Como conhecemos hoje, os presentes de Natal, se iniciaram com a idéia do papa Bonifácio, no século VII, quando ao término da missa do dia 25 de dezembro, reuniu os sacerdotes para benzerem os pães e distribuí-los ao povo.

A tradição de enviar cartões de Natal tem origem britânica

Conta-se que o cartão de Natal surgiu em 1843, época em que os Contos de Natal de Charles Dickens acabavam de ser lançados, e ao perceber que o ano se findava e não teria tempo de escrever à mão suas felicitações natalinas aos seus amigos, o Sir Henry Cole, diretor do British Museum of London, encomendou as mensagens prontas através dos cartões elaborados pelo artista plástico mais em voga na época, John Callicot Horsley, membro da Royal Academy. Horsley, que pegou um cartão pequeno, quadrado, e dividiu-o em três partes.

Ao centro, desenhou uma família reunida em volta da mesa, bebendo alegremente, e ao lado, crianças esfomeadas recebendo comida e roupas, aa parte de baixo, escreveu: "A merry Chrístmas, a happy New Year to you". Depois, os cartões foram impressos em litografia, cem ao todo, e coloridos a mão. Cole despachou cinqüenta pelo correio e vendeu o resto, cada um por um xelim.
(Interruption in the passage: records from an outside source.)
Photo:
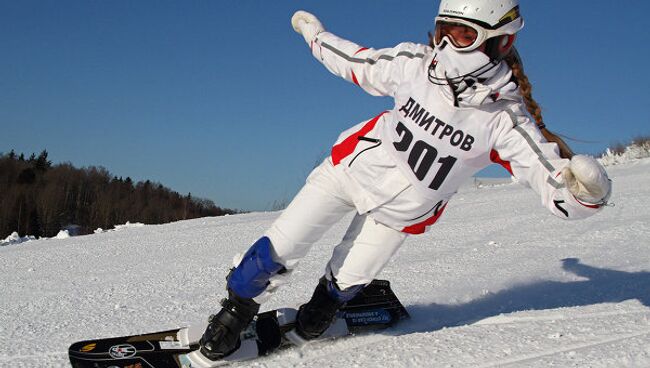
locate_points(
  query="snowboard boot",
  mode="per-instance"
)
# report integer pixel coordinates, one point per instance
(316, 316)
(221, 338)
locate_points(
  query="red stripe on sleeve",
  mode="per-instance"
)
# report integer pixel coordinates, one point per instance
(347, 146)
(354, 79)
(494, 157)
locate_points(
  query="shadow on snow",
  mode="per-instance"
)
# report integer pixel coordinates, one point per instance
(602, 286)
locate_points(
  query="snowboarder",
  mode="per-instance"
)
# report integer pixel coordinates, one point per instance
(461, 103)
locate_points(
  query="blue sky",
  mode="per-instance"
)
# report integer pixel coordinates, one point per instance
(223, 99)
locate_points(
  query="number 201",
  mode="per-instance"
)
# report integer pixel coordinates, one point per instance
(422, 157)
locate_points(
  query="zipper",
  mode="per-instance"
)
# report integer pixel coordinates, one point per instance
(362, 138)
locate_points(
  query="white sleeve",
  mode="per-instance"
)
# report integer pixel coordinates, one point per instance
(378, 71)
(535, 162)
Primeira loja de presentes de natal

Temos notícia de que a primeira loja especializada em presentes de Natal e Ano Novo, foi fundada em Paris, no ano de 1785.

A visão espírita do Natal

Entendemos o Natal, como mais uma excelente época para nossas reflexões, sobre a verdadeira mensagem do aniversariante que quase sempre não é lembrado. Não temos mais a visão de que o Natal foi feito para troca de presentes, pois, já assimilamos a grandeza dos ensinos de Jesus quanto aos objetivos de sua vinda ao mundo, que é a de nos mostrar o caminho da felicidade e da pureza espiritual pela nossa mudança de postura diante da vida e do próximo, buscando sermos verdadeiramente discípulos do Cristo, em pensamentos palavras e atos.

O personagem mais esperado e comemorado nos dias da atualidade infelizmente ainda é o Papai Noel, que nessa época é o assunto de todos os meios de comunicação da mídia, no aguardo dos ganhos financeiros que a data proporciona, por ser mal interpretada pala maioria dos cristãos.

O Natal precisa ser entendido em seu verdadeiro sentido, ou seja, como uma época especial para reunião da família com propósitos superiores, onde podemos orar juntos agradecendo a Deus pela bênção da vida que ELE nos concedeu como mais uma oportunidade de aperfeiçoamento e progresso espiritual, a caminho da felicidade e da pureza do espírito imortal que todos somos.